Sunday, March 31, 2013

Elo and the mathematics of skill

Warning: my statistics background extends not much beyond AP Statistics in high school. So its completely possible that this thesis has no real mathematical backing, but I think it is an interesting concept nonetheless.

Introduction

Whenever there's discussion about game X being superior to game Y, there's always some sort of discussion about which game is "harder". But the problem is that when both games are multiplayer games, its considered rather silly to say that one game is harder than another, simply because, in my opinion, the game is as hard as your opponent is good. Its not something inherent about the game that makes it hard; its simply a measurement of how good your opponent is. I always consider these discussions to be rather trivial and impossible to resolve for two reasons:

1. Because a value criterion of game difficulty does not necessarily fit the thesis that a game is actually "better", and

2. Because there's no objective way to quantify a game being "harder"; even if your own experience says that a given game is harder, its based on a subjective experience and doesn't necessarily mean that its the same for everyone else.

The first part is a subjective statement that I make from my own opinion and its not something that can really be discussed beyond the surface, but the second one is always considered to be a factual statement. But I've always wondered if it is, in fact, possible to quantify game difficulty in PvP games.

Well, if I didn't have a working theory, I would be writing this blog post, wouldn't I?

The thesis is based on the following concept: A more "difficult" game has more ways for a "better" player to differentiate him/herself from a "worse" player. Unfortunately, this is a statement that has to be taken as an unprovable axiom, but I believe that it is a statement that is intuitive enough that it doesn't need to be proven. So I will leave it at face value.

But how do you determine how many ways a game has for players to differentiate between each other? Well, you could count them, but that's rather silly, and it doesn't correctly capture the measurement we're trying to make. But once again, anything that measures the game based on the game mechanics is guaranteed to be subjective and not mathematically or logically rigorous.




Deriving the formula

So how can you measure the game, when you can't actually measure the game? This is the place were I was stuck for a long time, and I eventually gave up on the idea. But there is, in fact, a way to measure a game without counting game mechanics. You measure the playerbase.

Imagine that there are two players, N1 and N2. Imagine that there is a difference in skill between these players such that there is a 75% chance that player N2 will beat player N1 in any given game. (75% is an arbitrary number and I could have just said X, but it will be easier to understand if I just assign it a value.)

But if there are sufficient ways for a better player to differentiate himself from a worse player, then there would exist a player N3 that has a 75% chance of beating player N2, and so on. Further hypothetical players can be recursively defined, assuming a sufficiently "difficult" game.

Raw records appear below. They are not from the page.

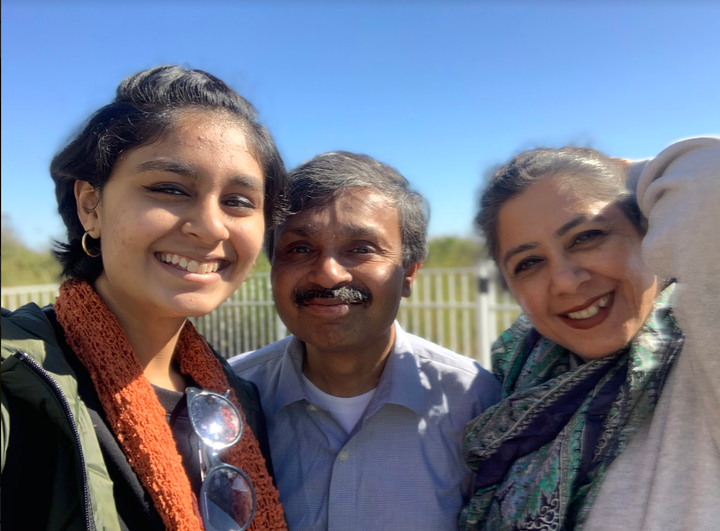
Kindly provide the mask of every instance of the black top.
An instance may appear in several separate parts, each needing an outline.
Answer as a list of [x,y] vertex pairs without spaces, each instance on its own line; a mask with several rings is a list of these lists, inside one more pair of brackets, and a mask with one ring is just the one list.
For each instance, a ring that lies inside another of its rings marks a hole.
[[188,416],[187,396],[185,393],[162,389],[155,385],[152,388],[158,397],[160,405],[165,410],[165,419],[170,425],[170,431],[173,434],[173,439],[175,439],[178,453],[182,458],[185,473],[190,480],[190,486],[195,496],[199,498],[200,486],[202,485],[200,479],[202,477],[199,459],[200,448],[197,435],[195,435],[195,430],[193,430]]

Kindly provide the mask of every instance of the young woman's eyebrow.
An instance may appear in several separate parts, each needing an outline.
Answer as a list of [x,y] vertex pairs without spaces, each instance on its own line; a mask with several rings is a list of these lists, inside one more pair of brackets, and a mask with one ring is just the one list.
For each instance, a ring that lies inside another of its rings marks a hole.
[[133,170],[133,173],[145,173],[150,171],[163,171],[170,173],[178,173],[187,177],[197,178],[197,171],[189,164],[178,160],[155,159],[148,160]]
[[[185,177],[192,179],[198,178],[198,172],[190,164],[187,164],[178,160],[167,160],[167,159],[156,159],[148,160],[139,164],[134,170],[134,173],[144,173],[150,171],[161,171],[169,173],[177,173]],[[250,188],[252,190],[262,191],[263,184],[258,181],[257,177],[251,175],[238,175],[233,177],[228,182],[229,185],[238,185],[244,188]]]

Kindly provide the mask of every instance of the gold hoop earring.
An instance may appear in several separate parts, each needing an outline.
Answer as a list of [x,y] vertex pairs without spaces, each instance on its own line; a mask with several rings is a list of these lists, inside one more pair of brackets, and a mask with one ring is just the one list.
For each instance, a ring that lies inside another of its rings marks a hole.
[[[97,258],[98,256],[100,256],[100,251],[98,251],[97,254],[92,254],[92,253],[88,250],[88,248],[87,248],[87,237],[88,237],[88,234],[90,234],[90,231],[89,231],[89,230],[86,230],[86,231],[85,231],[85,234],[83,234],[82,240],[80,240],[80,243],[82,244],[82,246],[83,246],[83,251],[85,251],[85,254],[86,254],[86,255],[88,255],[90,258]],[[90,236],[90,237],[92,238],[92,236]]]

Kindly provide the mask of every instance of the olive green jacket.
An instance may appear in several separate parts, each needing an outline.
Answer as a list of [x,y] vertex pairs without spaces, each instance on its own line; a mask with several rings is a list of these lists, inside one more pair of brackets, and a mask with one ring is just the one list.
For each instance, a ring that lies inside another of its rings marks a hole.
[[[88,410],[78,397],[77,379],[51,323],[37,305],[28,304],[15,312],[2,310],[0,368],[3,479],[12,437],[12,405],[23,401],[24,408],[36,409],[38,418],[51,419],[67,437],[67,444],[58,444],[53,460],[56,469],[37,478],[53,482],[47,530],[119,531],[112,481]],[[2,487],[3,491],[13,488],[4,481]]]

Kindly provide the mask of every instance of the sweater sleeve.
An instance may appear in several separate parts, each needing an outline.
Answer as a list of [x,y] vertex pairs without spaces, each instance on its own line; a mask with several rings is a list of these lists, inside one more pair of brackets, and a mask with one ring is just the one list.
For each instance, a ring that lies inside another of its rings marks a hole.
[[672,144],[644,164],[637,182],[648,218],[643,257],[676,278],[673,311],[692,356],[698,412],[720,449],[720,138]]

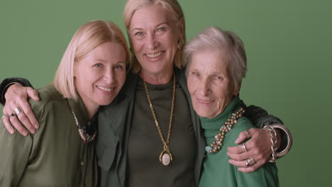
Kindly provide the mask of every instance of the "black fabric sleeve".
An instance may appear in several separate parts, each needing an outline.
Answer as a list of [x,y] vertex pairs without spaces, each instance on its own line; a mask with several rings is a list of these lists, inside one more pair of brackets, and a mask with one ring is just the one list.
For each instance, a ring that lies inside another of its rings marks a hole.
[[3,105],[5,104],[6,103],[6,99],[4,98],[4,95],[6,94],[6,91],[7,91],[8,88],[9,88],[9,86],[14,84],[14,83],[18,83],[21,85],[26,86],[26,87],[33,87],[31,84],[30,84],[29,81],[28,79],[26,79],[24,78],[7,78],[5,79],[2,81],[2,82],[0,84],[0,103]]
[[[258,128],[262,128],[266,125],[272,124],[284,125],[282,121],[278,118],[269,115],[269,113],[262,108],[255,106],[246,106],[243,101],[241,101],[241,105],[245,108],[244,115],[247,117],[253,124]],[[286,133],[280,130],[282,137],[281,145],[277,152],[284,149],[287,146],[287,135]]]

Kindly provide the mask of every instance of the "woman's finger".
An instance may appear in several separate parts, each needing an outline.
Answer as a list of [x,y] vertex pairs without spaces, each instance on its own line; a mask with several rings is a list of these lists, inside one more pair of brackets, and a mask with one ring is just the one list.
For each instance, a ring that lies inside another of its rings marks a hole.
[[13,135],[15,132],[15,130],[11,126],[11,123],[9,122],[9,117],[3,118],[2,122],[4,122],[4,125],[5,125],[5,128],[8,130],[8,132]]
[[248,138],[251,137],[251,135],[254,132],[255,129],[250,128],[249,130],[246,130],[245,131],[242,131],[240,135],[238,135],[238,138],[235,141],[236,144],[240,144],[240,142],[243,142],[244,140],[247,140]]
[[24,128],[21,123],[18,121],[18,119],[16,116],[13,116],[9,118],[9,121],[13,125],[13,126],[20,132],[22,135],[28,135],[28,131]]
[[31,98],[35,101],[39,101],[38,92],[37,91],[34,90],[33,88],[27,87],[26,92],[29,98]]
[[[39,128],[38,120],[35,118],[35,114],[33,113],[29,103],[27,101],[21,101],[20,106],[22,106],[23,110],[23,115],[18,116],[20,120],[29,129],[30,132],[32,132],[30,130],[33,130],[35,132],[35,130]],[[22,117],[22,118],[21,118]]]

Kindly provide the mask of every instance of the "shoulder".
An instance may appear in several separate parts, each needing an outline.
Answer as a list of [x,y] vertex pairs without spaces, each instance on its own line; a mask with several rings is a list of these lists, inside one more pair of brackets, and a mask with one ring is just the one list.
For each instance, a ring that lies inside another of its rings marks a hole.
[[38,92],[40,100],[35,101],[30,98],[29,103],[37,118],[48,106],[66,101],[66,98],[52,86],[38,89],[36,91]]

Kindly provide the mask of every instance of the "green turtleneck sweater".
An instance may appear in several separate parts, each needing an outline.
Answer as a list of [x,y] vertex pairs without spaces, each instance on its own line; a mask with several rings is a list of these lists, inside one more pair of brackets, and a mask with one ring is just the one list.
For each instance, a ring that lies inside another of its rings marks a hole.
[[[240,98],[234,96],[225,110],[216,117],[211,119],[200,118],[208,145],[215,140],[214,136],[219,132],[225,121],[231,118],[231,113],[238,111],[239,108]],[[228,163],[227,147],[237,145],[234,142],[239,133],[251,128],[255,126],[248,118],[240,118],[238,123],[226,134],[221,149],[217,153],[206,153],[199,186],[279,186],[277,169],[275,163],[267,163],[250,173],[240,172],[238,166]]]

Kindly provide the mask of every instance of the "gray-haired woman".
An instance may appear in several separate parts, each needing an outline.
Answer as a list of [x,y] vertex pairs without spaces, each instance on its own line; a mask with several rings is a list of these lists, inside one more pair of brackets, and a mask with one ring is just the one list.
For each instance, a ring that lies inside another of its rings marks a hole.
[[[238,133],[254,128],[243,116],[239,98],[247,71],[241,40],[233,33],[211,27],[192,38],[184,51],[189,59],[188,89],[208,145],[199,186],[278,186],[275,163],[249,174],[228,163],[226,148],[236,145]],[[250,157],[245,163],[250,166],[255,159]]]

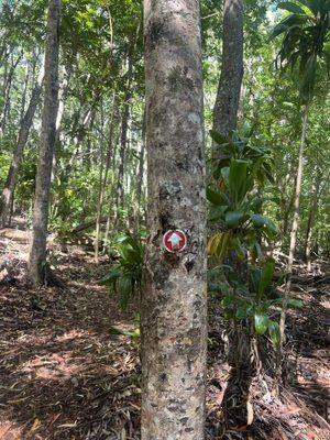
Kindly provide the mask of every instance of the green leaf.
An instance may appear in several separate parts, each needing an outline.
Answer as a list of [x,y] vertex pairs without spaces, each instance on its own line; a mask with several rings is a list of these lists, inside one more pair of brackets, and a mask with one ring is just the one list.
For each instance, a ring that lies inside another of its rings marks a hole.
[[209,221],[216,221],[219,219],[223,219],[224,211],[228,209],[227,206],[216,206],[212,207],[209,211],[208,219]]
[[285,9],[286,11],[296,13],[296,14],[305,14],[305,11],[302,8],[300,8],[298,4],[293,3],[290,1],[283,1],[282,3],[278,3],[277,8],[279,9]]
[[132,278],[129,276],[122,276],[118,280],[118,294],[119,294],[119,305],[122,310],[128,308],[129,299],[133,293]]
[[248,161],[231,160],[228,176],[228,187],[235,200],[242,202],[245,197],[248,185]]
[[110,334],[124,336],[124,337],[129,337],[129,338],[132,338],[132,339],[139,339],[140,338],[140,329],[139,328],[134,329],[133,331],[128,331],[128,330],[121,330],[118,327],[110,327],[108,332]]
[[219,260],[222,260],[224,253],[227,252],[229,238],[230,238],[230,232],[222,232],[220,235],[220,240],[216,251],[216,256]]
[[263,312],[254,314],[254,328],[257,334],[265,334],[270,323],[268,315]]
[[207,199],[213,205],[228,205],[227,198],[210,187],[207,188]]
[[226,226],[229,228],[238,228],[245,219],[246,215],[241,211],[229,211],[224,216]]
[[260,282],[257,285],[257,295],[261,298],[261,296],[264,294],[266,287],[270,286],[273,276],[274,276],[274,271],[275,271],[275,262],[273,260],[268,260],[262,271],[261,271],[261,277]]
[[275,238],[278,234],[278,228],[268,217],[253,213],[250,219],[256,228],[264,228],[265,233],[270,238]]
[[277,346],[279,344],[279,340],[280,340],[278,323],[276,321],[270,320],[268,331],[270,331],[270,337],[271,337],[274,345]]
[[107,274],[102,279],[100,279],[99,284],[101,286],[111,285],[116,279],[122,276],[122,272],[119,270],[112,270]]
[[218,144],[218,145],[223,145],[223,144],[231,144],[231,140],[227,136],[223,136],[216,130],[210,130],[210,136],[212,140]]
[[287,307],[293,309],[301,309],[304,307],[304,301],[301,301],[301,299],[289,298],[287,300]]
[[261,213],[253,213],[251,216],[251,221],[256,228],[262,228],[264,224],[266,224],[267,218]]
[[299,94],[302,102],[308,102],[312,98],[317,69],[317,55],[309,56],[300,81]]

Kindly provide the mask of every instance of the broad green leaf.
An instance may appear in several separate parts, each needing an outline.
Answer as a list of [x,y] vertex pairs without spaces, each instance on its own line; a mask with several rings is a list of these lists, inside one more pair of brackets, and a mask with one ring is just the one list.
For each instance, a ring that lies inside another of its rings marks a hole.
[[226,212],[224,221],[229,228],[238,228],[246,218],[246,215],[241,211]]
[[277,8],[279,9],[285,9],[286,11],[296,13],[296,14],[305,14],[305,11],[302,8],[300,8],[298,4],[293,3],[292,1],[283,1],[278,3]]
[[220,243],[221,234],[216,232],[209,240],[207,245],[207,253],[208,255],[216,255],[218,245]]
[[293,309],[301,309],[304,307],[304,301],[301,301],[301,299],[289,298],[287,300],[287,307]]
[[228,186],[235,200],[242,202],[246,194],[248,161],[231,160],[229,167]]
[[261,277],[260,282],[257,285],[257,295],[261,298],[261,296],[264,294],[266,287],[270,286],[273,276],[274,276],[274,271],[275,271],[275,262],[273,260],[268,260],[262,271],[261,271]]
[[254,314],[254,328],[257,334],[264,334],[267,331],[270,323],[268,315],[263,312]]
[[119,304],[122,310],[128,308],[129,299],[133,293],[132,279],[129,276],[122,276],[118,280]]
[[106,276],[103,276],[103,278],[99,282],[99,284],[101,286],[105,285],[109,285],[112,284],[113,280],[120,278],[122,276],[122,272],[119,270],[112,270],[111,272],[109,272],[109,274],[107,274]]
[[207,188],[207,199],[213,205],[228,205],[227,197],[210,187]]
[[228,249],[230,232],[222,232],[216,251],[216,256],[221,261]]
[[270,337],[274,343],[274,345],[279,344],[279,326],[276,321],[270,320],[268,322],[268,331],[270,331]]
[[223,144],[232,144],[231,140],[227,136],[223,136],[216,130],[210,130],[210,136],[212,140],[218,144],[218,145],[223,145]]
[[317,55],[314,53],[309,56],[300,81],[299,94],[302,102],[308,102],[312,98],[317,69]]
[[226,210],[228,209],[227,206],[216,206],[212,207],[209,211],[209,216],[208,219],[210,221],[216,221],[216,220],[220,220],[223,219],[223,215],[226,212]]

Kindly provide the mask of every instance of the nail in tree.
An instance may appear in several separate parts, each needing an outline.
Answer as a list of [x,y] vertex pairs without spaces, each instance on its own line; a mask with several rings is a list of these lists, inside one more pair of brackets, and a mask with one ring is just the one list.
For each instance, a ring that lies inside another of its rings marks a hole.
[[[142,440],[202,440],[206,208],[199,1],[144,1],[148,158]],[[183,230],[180,253],[163,246]]]

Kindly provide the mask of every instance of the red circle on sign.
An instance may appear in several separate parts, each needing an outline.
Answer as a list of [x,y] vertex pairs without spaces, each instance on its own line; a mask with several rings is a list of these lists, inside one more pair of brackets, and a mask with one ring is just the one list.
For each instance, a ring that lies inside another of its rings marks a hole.
[[163,244],[168,252],[182,252],[187,245],[186,234],[179,229],[167,231],[163,237]]

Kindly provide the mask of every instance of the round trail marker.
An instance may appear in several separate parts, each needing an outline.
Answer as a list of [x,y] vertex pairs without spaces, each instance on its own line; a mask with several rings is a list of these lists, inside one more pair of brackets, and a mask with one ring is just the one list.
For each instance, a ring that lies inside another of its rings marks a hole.
[[186,234],[179,229],[176,229],[174,231],[167,231],[163,237],[163,244],[166,251],[168,252],[172,253],[183,252],[183,250],[187,245]]

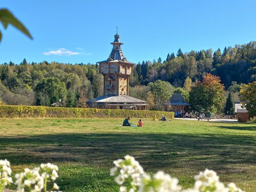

Therefore, define the difficulty of a game quantitatively as j, where there exists a player Nj such that

N1 is the worse player in the game.

For all i>1 and i<j, player Ni is defined as a player that has a chance X to beat a player Ni-1 where X is a previously-defined constant between .5 and 1.

This does need some slight adjustment based on the size of the playerbase, but its a pretty good starting point.

But how do you determine what the chance is, where a player has an X chance of beating another player? Well, thankfully, for many games, there is already a system in place to determine this.

Without this guy, it would be impossible to formulate my theory. He's also the cause of a lot of hate among League of Legends players.
In the 1940s, Arpad Elo invented a way of measuring the skill of players. Instead of assigning arbitrary points to players based on their achievements (the winner of a large tournament might get an arbitrary 10 times more points than a winner of a small one), he instead created a system based on rigorous statistics, based on hard guidelines, that is much more effective. The primary power of the Elo system is that it predicts the odds that any given player will beat another player.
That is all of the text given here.